The Catholic Church is also Apostolic in her teaching because all the doctrines she teaches were taught by the Apostles. The Catholic Church never invents new doctrines, because if she did, it wouldn’t be Christ’s Church. We remain faithful to what has been revealed and handed down. Divine Revelation concluded with the death of the last Apostle. Hence the great St Athanasius (298-373) said, “Let us note that the very tradition, teaching, and faith of the Catholic Church from the beginning was preached by the Apostles and preserved by the Fathers. On this the Church was founded; and if anyone departs from this, he neither is, nor any longer ought to be called, a Christian.”

The job of the pope and the bishops is to teach that doctrine – and to protect it from attack. It’s what we call the ‘Depositum fidei’ or the ‘Deposit of faith’. However, some argue that the Church fell into error, and that it is the later reformers (particularly in the sixteenth century) who corrected these errors. If this were the case, Christ’s promise would have failed.  How could the Church fall formally into error when people’s salvation depends upon it and especially when Our Lord had promised to protect her from such a scenario, and that He would send the Holy Spirit to guide and teach her until the end of time?

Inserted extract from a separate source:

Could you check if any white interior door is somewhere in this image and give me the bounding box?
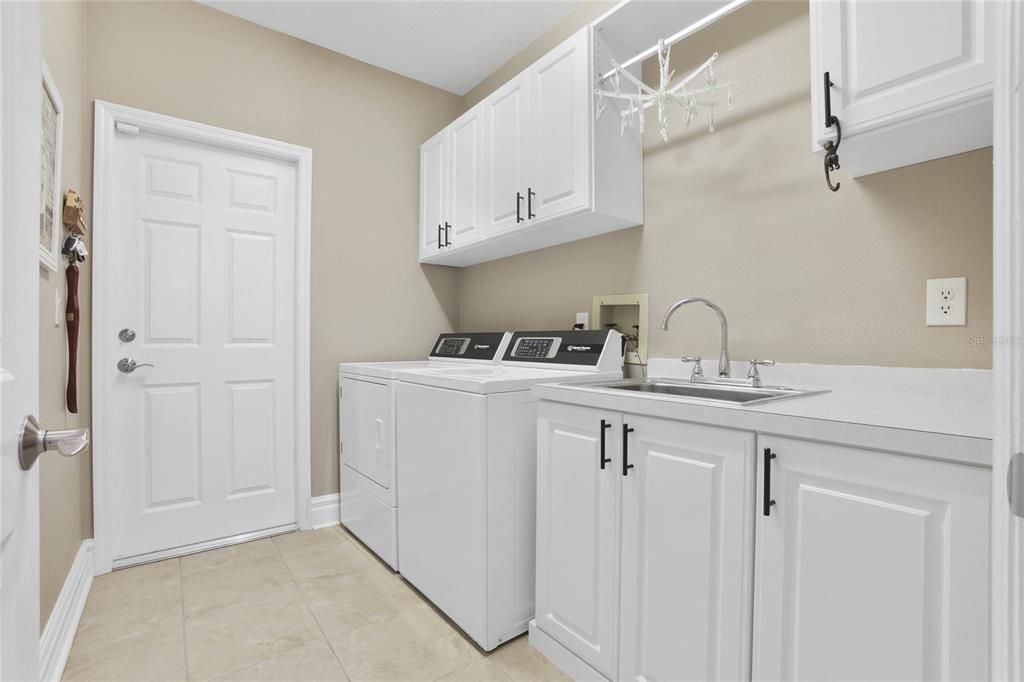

But some might object that only the Apostles themselves were protected from such error. No! Remember Our Lord’s words: “I am with you always; yes, to the end of timeand “He shall give you another Paraclete, that He may abide with you forever and “You will be My witnesses to the ends of the earth (Acts 1:8). The commission was given not to individuals but to the Teaching Church which would last until the end of time, so as the truth could be guaranteed. That Church is the Catholic Church which Christ founded on Peter the rock.